I’m trying to run a SSH honeypot (https://github.com/honeytrap/honeytrap) on my Kubrnetes cluster.

I am using a managed Kubernetes (Digital Ocean).

I’m facing a problem - I want to expose port 22 and have the traffic route to my Pod with the source IP in tact. I also want to be able to see the source IP address for traffic analysis.

Exposing a Service with on port 22 works - except that the IP showing up on my honeypot is an internal (10.) IP. Not the real source IP that I wanted.

I have tried two methods to get the actual source IP:

  1. Use NodePort
  ports:
  - port: 22
    nodePort: 22
    name: "ssh"
    protocol: TCP

For security reasons, this is restricted:

The Service "honeytrap" is invalid: spec.ports[0].nodePort: Invalid value: 22: provided port is not in the valid range.

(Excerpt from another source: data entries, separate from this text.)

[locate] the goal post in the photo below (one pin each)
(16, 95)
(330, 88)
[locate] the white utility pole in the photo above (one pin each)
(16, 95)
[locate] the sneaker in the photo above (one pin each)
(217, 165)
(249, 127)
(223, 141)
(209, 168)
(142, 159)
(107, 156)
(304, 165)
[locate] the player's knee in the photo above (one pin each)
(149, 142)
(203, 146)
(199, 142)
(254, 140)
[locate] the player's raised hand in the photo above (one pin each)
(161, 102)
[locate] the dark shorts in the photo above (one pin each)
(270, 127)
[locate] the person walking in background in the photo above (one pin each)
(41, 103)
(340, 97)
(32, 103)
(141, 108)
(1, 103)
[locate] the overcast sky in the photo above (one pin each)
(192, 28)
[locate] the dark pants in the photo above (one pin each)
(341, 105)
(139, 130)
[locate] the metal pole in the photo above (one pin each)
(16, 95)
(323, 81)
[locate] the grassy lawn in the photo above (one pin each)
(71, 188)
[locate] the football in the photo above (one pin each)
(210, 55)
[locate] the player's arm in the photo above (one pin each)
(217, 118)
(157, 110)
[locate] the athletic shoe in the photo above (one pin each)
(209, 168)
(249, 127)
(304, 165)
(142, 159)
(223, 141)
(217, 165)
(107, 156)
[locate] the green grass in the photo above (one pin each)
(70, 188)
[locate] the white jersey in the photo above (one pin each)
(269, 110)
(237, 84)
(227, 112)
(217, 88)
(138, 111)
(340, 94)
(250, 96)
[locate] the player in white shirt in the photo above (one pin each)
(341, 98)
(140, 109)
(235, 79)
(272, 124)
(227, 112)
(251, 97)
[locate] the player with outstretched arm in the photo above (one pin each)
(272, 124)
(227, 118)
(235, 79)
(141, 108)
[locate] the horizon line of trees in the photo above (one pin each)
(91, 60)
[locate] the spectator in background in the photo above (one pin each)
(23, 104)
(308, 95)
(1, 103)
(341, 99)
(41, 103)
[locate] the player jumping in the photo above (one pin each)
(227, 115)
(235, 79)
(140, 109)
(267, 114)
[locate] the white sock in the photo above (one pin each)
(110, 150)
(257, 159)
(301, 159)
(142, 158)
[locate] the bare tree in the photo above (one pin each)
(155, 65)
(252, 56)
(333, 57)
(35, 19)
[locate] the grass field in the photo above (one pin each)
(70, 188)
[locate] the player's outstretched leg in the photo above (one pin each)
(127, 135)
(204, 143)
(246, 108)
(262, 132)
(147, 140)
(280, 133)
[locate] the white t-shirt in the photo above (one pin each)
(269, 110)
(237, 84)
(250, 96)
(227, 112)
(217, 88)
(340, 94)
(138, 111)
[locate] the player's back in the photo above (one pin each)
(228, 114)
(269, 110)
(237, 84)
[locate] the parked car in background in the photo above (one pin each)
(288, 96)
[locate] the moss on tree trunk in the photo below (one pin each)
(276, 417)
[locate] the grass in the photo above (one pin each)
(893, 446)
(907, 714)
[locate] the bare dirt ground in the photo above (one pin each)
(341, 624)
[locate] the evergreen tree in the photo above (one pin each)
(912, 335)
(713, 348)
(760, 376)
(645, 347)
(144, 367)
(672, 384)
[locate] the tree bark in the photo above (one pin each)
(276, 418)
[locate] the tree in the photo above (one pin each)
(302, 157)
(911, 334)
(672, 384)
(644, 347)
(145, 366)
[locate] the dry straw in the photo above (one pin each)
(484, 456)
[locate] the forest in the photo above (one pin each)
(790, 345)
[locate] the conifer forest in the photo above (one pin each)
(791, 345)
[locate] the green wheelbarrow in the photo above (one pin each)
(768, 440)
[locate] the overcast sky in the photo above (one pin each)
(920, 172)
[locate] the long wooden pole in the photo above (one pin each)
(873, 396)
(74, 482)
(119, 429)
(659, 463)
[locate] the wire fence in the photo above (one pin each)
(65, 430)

The range of valid ports is 30000-32767
  1. Proxy Protocol

Digital Ocean load balancers offer the “Proxy Protocol”, I tried turning this on:

  annotations:
    service.beta.kubernetes.io/do-loadbalancer-enable-proxy-protocol: "true"

But this breaks by SSH honeypot (honeytrap) - if this was nginx (a more cloud native application) I would be OK, but honeytrap does not understand Proxy Protocol.

I know that there are ways around this by managing my own kubernetes cluster (which I don’t want to do), are there any other options?

Cluster information:

Kubernetes version: 1.15.2-do.0
Cloud being used: Digital Ocean
Installation method: Digital Ocean
Host OS: Digital Ocean Managed
CNI and version: Digital Ocean Managed
CRI and version: Digital Ocean Managed

Does DO support the “external traffic policy: Local” setting? That is what you need.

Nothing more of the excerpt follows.